The book is The Unnamed, by Joshua Ferris, published in January 2010 by Little, Brown and Company of New York. The copyright particulars list the book under 5 fiction categories including lawyers and psychology. The author is a young appearing man who, in his jacket publicity photo, looks something like one of those boyish computer nerds who became overnight millionaires in the 1990s.
He seems too young to have the experience or depth of understanding I found in his writing but in an interview about his first novel found on his personal website some explanation can be found. He cites his youth in the Florida Keys, college in Iowa, a stint working for an advertising agency (a subject of his first novel), a MFA degree in California during which he started that first novel, scrapped it, thought about it for some three years and finished it in fourteen weeks. It won numerous awards.

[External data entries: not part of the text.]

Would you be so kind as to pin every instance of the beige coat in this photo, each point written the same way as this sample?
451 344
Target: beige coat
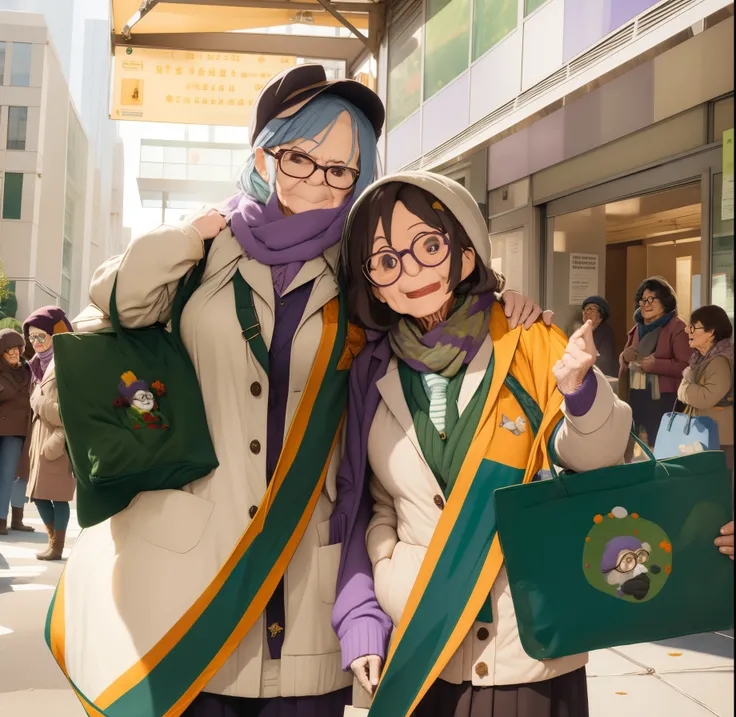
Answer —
133 576
408 505
50 470
714 385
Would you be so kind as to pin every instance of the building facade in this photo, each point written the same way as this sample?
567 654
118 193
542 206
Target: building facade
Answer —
589 131
56 215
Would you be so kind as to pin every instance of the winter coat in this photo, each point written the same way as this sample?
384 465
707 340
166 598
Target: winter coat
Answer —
51 475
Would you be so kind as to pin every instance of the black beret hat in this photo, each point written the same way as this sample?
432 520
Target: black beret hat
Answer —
286 93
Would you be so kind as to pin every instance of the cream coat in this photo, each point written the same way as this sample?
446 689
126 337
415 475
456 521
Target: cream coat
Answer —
133 576
406 514
50 475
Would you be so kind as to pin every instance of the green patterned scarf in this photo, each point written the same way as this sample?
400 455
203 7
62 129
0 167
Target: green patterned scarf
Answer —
449 345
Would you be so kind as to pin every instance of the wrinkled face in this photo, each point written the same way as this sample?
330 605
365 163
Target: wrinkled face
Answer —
651 307
143 401
420 291
40 340
591 312
700 338
12 356
329 149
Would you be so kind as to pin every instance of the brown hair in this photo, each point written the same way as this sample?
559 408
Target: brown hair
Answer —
714 319
357 245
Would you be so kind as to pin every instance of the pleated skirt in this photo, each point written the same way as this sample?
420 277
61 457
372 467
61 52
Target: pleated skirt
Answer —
564 696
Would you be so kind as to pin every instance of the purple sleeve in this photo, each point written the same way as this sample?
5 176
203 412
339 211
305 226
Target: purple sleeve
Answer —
362 627
581 401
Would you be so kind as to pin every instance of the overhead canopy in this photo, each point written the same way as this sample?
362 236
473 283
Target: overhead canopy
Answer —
218 25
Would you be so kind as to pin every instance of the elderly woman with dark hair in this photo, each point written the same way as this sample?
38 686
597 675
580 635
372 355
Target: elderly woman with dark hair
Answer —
597 311
656 354
707 383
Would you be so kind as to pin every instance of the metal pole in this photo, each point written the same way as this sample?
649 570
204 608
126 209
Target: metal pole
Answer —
143 10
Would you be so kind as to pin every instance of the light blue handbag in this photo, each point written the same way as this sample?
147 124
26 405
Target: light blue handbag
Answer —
682 434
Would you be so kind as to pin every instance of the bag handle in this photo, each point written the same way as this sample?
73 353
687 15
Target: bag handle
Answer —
553 455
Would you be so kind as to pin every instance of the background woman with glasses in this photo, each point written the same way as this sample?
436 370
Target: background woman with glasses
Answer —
51 483
656 354
707 382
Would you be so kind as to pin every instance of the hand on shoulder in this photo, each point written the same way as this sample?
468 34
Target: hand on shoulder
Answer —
209 225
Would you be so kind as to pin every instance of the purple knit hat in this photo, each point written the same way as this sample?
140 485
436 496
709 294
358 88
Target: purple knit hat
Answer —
614 547
130 385
50 319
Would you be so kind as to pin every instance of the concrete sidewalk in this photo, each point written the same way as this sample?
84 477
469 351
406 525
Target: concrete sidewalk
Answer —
685 677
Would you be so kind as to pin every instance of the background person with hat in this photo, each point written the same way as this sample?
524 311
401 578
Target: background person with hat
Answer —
51 483
267 333
15 421
597 311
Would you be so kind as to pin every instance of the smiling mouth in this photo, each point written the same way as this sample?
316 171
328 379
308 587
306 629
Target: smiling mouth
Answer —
429 289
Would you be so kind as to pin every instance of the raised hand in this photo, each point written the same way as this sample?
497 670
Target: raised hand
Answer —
579 357
367 669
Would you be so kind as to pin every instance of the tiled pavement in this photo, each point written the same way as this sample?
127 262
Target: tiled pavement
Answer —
686 677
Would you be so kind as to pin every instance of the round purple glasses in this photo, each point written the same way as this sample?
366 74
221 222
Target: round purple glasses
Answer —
384 267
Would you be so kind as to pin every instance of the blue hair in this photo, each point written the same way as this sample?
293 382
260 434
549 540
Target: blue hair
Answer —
318 115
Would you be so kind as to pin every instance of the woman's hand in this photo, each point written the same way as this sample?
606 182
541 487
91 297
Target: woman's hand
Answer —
630 354
725 542
520 309
210 225
367 669
647 363
579 358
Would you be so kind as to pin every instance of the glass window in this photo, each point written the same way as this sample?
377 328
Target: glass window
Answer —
152 153
12 195
531 5
447 50
17 125
151 170
66 257
722 288
20 68
405 69
493 20
177 155
722 117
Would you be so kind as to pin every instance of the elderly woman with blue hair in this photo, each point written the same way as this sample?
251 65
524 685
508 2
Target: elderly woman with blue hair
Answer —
215 601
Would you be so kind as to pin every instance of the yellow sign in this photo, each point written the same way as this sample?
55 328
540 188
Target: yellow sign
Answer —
208 88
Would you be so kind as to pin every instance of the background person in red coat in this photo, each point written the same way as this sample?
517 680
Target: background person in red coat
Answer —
657 352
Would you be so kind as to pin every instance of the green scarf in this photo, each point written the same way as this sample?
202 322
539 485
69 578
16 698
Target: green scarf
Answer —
444 452
449 345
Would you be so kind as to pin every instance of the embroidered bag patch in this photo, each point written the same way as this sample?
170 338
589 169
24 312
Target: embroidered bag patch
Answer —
627 557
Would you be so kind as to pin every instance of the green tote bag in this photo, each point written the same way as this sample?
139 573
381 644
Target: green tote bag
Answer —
619 555
132 410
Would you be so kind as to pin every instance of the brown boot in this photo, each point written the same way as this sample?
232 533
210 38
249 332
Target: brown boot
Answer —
57 546
17 522
43 555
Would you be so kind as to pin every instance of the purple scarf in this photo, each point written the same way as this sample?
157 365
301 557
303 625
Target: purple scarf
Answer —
39 363
267 235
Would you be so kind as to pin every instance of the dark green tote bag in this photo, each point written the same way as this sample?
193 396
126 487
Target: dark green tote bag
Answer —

Many of the book reviews for this second novel call it a comedy, acidly funny, and Stephen King found it “Hilarious in a Catch 22 way, but with an undercurrent of sadness that works counterpoint to all the absurdity.” Personally I found nothing really funny about the story except perhaps in the way that satire can sometimes by funny. We can certainly laugh at some of the ridiculous things that happen in the character’s love story, in the story of his absurd compulsion to walk till he falls asleep, and in his lawyer’s story.
The story begins with the short sentence, “It was the cruelest winter.” It then plunges the reader into the first episode of compulsive walking that forces him to leave his office. It is the physical or mental condition that dominates the story. In this case he left his law office only lightly dressed and continued until he finally managed to get into a cab to take him home before falling asleep on the back seat. There we meet these main characters as Tim Farnsworth and his wife, Jane, as well as their only daughter, Becka, in what becomes a strange but touching love story.

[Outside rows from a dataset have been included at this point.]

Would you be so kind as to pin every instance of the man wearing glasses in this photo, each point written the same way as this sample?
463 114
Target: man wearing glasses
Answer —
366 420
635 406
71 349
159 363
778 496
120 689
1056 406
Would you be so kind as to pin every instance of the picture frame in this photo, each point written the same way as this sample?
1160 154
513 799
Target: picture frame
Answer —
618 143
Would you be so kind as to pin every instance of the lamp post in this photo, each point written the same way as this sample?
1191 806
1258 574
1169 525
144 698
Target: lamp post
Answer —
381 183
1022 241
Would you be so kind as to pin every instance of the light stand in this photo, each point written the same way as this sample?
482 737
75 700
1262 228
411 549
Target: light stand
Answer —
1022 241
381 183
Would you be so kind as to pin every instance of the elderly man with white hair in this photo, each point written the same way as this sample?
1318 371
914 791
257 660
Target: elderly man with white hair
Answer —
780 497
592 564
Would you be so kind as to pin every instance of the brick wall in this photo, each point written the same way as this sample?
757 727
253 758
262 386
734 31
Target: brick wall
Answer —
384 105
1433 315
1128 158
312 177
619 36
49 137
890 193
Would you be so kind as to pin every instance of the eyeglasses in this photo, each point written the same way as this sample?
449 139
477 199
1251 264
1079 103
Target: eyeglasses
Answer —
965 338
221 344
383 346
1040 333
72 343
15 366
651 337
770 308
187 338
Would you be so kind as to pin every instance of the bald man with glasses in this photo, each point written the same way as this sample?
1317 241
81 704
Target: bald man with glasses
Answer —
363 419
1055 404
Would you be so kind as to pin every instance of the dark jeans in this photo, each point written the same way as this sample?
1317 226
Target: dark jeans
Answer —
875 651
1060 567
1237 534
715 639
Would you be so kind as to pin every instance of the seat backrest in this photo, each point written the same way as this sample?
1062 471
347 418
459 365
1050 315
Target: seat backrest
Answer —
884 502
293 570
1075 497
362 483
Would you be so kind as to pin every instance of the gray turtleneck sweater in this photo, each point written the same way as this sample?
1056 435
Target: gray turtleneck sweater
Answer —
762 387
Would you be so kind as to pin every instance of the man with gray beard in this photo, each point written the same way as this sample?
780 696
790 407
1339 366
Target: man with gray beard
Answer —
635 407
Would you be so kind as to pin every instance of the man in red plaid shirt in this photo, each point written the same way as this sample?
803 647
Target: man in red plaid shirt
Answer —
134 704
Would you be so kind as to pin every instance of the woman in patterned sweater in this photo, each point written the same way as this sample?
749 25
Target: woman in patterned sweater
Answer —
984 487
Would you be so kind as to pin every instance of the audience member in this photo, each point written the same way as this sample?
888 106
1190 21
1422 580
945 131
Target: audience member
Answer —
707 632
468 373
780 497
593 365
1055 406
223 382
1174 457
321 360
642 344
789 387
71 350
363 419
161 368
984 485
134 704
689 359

Money appears to be no problem for this family and even when he is found sleeping in an alley or in a park flower bed, he always seems to have enough cash and access to his investments when he needs to prove his independence. Threading through the whole is Tim’s high intelligence and his twenty years as a successful attorney, making partner in one of New York’s largest and most prestigious law firms. He brings in millions of dollars in fees every year. His attempts to keep his affliction from his partners could be considered one of the comedic aspects of the story.
I found Tim’s mental process during the progress of the condition (one of the many doctors he had consulted had dubbed it benign idiopathic perambulation) quite fascinating and my need to continue from one page to the next of this novel almost as compelling as Tim’s inability to stop walking and hypnotic in its effect.

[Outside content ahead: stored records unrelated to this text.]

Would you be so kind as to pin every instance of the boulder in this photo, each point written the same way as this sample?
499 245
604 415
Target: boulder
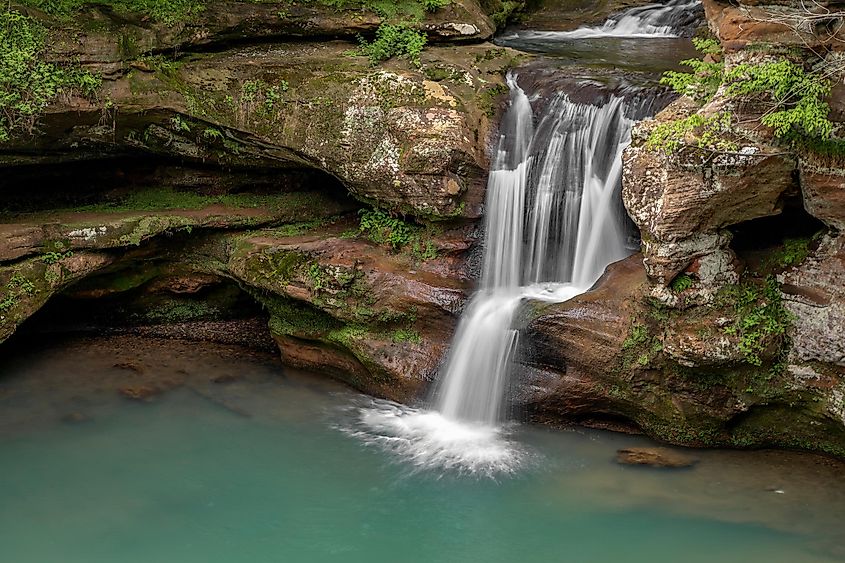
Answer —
655 457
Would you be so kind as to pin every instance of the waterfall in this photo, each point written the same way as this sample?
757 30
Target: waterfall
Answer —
552 217
671 19
553 221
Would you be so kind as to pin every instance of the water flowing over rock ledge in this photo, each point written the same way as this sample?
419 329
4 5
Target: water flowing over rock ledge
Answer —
260 142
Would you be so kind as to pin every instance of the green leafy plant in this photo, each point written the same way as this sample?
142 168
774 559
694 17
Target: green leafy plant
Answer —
394 40
28 84
54 257
794 98
705 132
381 228
164 11
760 317
406 335
681 283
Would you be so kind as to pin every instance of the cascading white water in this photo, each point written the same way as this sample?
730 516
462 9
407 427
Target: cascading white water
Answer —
553 222
567 235
652 20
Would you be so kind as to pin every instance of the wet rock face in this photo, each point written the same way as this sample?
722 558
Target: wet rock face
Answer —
611 356
277 134
274 93
815 293
390 135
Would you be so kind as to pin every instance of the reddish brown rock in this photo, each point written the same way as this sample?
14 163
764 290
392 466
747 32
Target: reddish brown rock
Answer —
655 457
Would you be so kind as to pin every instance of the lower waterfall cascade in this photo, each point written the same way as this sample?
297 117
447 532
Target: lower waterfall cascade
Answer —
553 221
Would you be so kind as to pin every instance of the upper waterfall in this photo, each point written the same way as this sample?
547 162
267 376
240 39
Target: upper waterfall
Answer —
553 216
673 19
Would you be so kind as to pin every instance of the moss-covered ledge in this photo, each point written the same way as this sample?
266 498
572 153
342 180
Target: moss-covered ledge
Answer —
413 140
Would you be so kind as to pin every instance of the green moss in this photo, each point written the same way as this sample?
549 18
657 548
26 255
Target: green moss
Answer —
489 97
391 40
28 84
406 335
760 318
681 283
381 227
792 94
181 310
794 252
164 11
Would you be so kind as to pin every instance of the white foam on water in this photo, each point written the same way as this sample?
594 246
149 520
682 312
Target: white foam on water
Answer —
651 21
427 440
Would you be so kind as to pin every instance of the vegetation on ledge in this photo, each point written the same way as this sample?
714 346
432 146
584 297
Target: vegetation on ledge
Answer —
28 84
791 93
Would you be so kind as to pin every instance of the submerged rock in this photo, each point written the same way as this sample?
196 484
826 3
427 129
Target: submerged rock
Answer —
655 457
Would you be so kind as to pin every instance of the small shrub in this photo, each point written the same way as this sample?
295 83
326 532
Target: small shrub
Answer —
681 283
406 335
760 317
28 84
381 228
54 257
636 337
797 111
391 40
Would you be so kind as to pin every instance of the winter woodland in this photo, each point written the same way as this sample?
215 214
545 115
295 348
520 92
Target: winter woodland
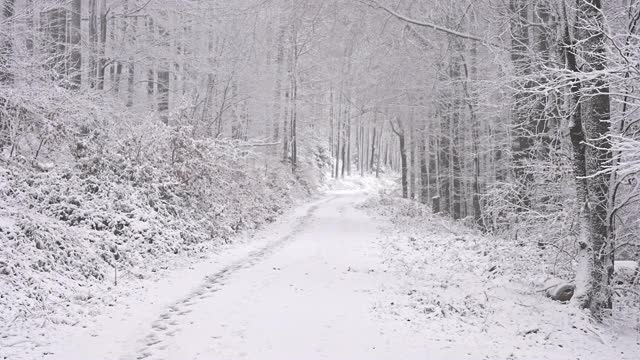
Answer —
137 132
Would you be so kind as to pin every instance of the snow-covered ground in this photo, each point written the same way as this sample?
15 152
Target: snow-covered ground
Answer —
344 277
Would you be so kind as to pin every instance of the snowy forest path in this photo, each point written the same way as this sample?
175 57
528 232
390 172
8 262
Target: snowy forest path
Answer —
308 294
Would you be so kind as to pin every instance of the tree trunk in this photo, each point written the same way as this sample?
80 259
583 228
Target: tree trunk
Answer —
75 61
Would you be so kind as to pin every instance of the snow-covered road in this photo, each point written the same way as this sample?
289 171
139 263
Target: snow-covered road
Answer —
309 292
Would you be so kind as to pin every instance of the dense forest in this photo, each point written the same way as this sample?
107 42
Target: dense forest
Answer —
518 118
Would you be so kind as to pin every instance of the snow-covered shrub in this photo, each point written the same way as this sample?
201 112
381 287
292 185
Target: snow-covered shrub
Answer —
126 195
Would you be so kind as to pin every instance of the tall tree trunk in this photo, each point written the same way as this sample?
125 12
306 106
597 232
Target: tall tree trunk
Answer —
6 42
596 268
75 61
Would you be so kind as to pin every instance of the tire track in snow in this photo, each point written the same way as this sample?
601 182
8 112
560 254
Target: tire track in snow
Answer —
168 325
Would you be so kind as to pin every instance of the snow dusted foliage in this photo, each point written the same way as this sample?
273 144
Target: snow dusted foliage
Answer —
469 288
122 204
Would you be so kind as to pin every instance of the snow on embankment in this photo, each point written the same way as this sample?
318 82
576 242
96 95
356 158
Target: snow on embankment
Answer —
69 233
487 293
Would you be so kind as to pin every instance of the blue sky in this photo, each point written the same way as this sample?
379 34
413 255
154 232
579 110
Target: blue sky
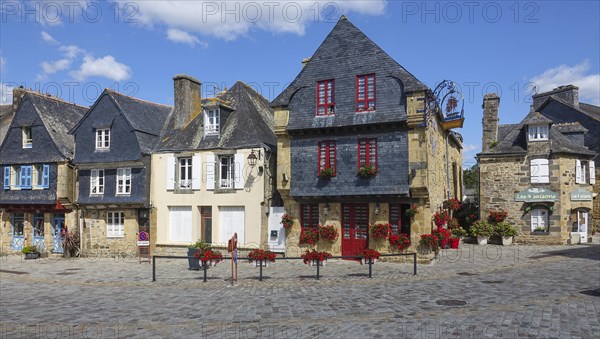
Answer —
76 48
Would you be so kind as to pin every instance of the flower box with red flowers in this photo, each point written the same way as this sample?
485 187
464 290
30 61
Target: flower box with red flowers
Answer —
328 232
380 231
313 257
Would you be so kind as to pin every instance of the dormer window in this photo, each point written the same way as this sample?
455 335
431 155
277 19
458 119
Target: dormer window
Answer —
27 138
538 132
103 138
212 121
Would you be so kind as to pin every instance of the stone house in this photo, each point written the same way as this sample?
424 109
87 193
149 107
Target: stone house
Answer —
353 108
114 142
38 179
540 172
213 171
562 105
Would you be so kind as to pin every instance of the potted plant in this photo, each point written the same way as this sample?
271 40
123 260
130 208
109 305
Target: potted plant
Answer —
195 248
367 171
369 255
380 231
309 236
209 258
287 221
258 256
482 230
30 252
506 231
326 172
314 258
411 212
399 242
328 232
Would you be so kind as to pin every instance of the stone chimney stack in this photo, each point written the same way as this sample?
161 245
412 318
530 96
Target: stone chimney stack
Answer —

Being somewhat inclined to rely on chronological and geographical markers in my thoughts and scribbling, I was somewhat challenged to follow times and places as the tale proceeds, with somewhat sudden flashbacks appearing from time to time and never being completely sure where Tim is in his current walking exercise or how long the story takes to the end, in terms of Tim’s life. I was never sure whether the things and people he saw or talked about were real or part of his hallucinations.
It all ends sadly of course. Still, as you read you will find meaningful discussions about the American Dream and its consequences, about nature itself and our place in it, about the nature of God, about the existence of body and soul as separate entities and about the amazing abuse the body can take before it destroys itself.
Tim’s walking compulsion ends in a tent, during his last sleep, in a bedroll in an unnamed northern American mountain pass in the midst of a roaring blizzard, and I found the ending recounted on the last page strangely comforting:
He thought he might open his eyes to see if the silhouette of the falling snow continued to dapple the skin of the tent, but he decided not to exert himself unnecessarily. Instead he chose to do as he had done the night before: settle deep inside himself and listen to the strange, subtle operations going on inside his body. He listened for his heart to whisper its soft word. He listened for the breathing that lifted him up and down inside the bag. But listen … listen … listen was gone. His quiescent nerves gave no signals and received none. He detected nothing but an enormous, gentle stillness from the things he could name and those he couldn’t inside him, the organs and muscles, the cells and tissues. He never had to rise again, the silence informed him. never had to walk, never had to seek out food, never had to carry around the heavy and the weary weight, and in a measure of time that may have been the smallest natural unit known to man, or that may have been and may still remain all of eternity, he realized that he was still thinking, his mind was still afire, that he had just scored if not won the whole damn thing, and that the exquisite thought of his eternal rest was how delicious that cup of water was going to taste the instant it touched his lips.
If you are not easily put off by a modicum of sex and the occasional f… word and are otherwise intrigued, I think you should give the book a try.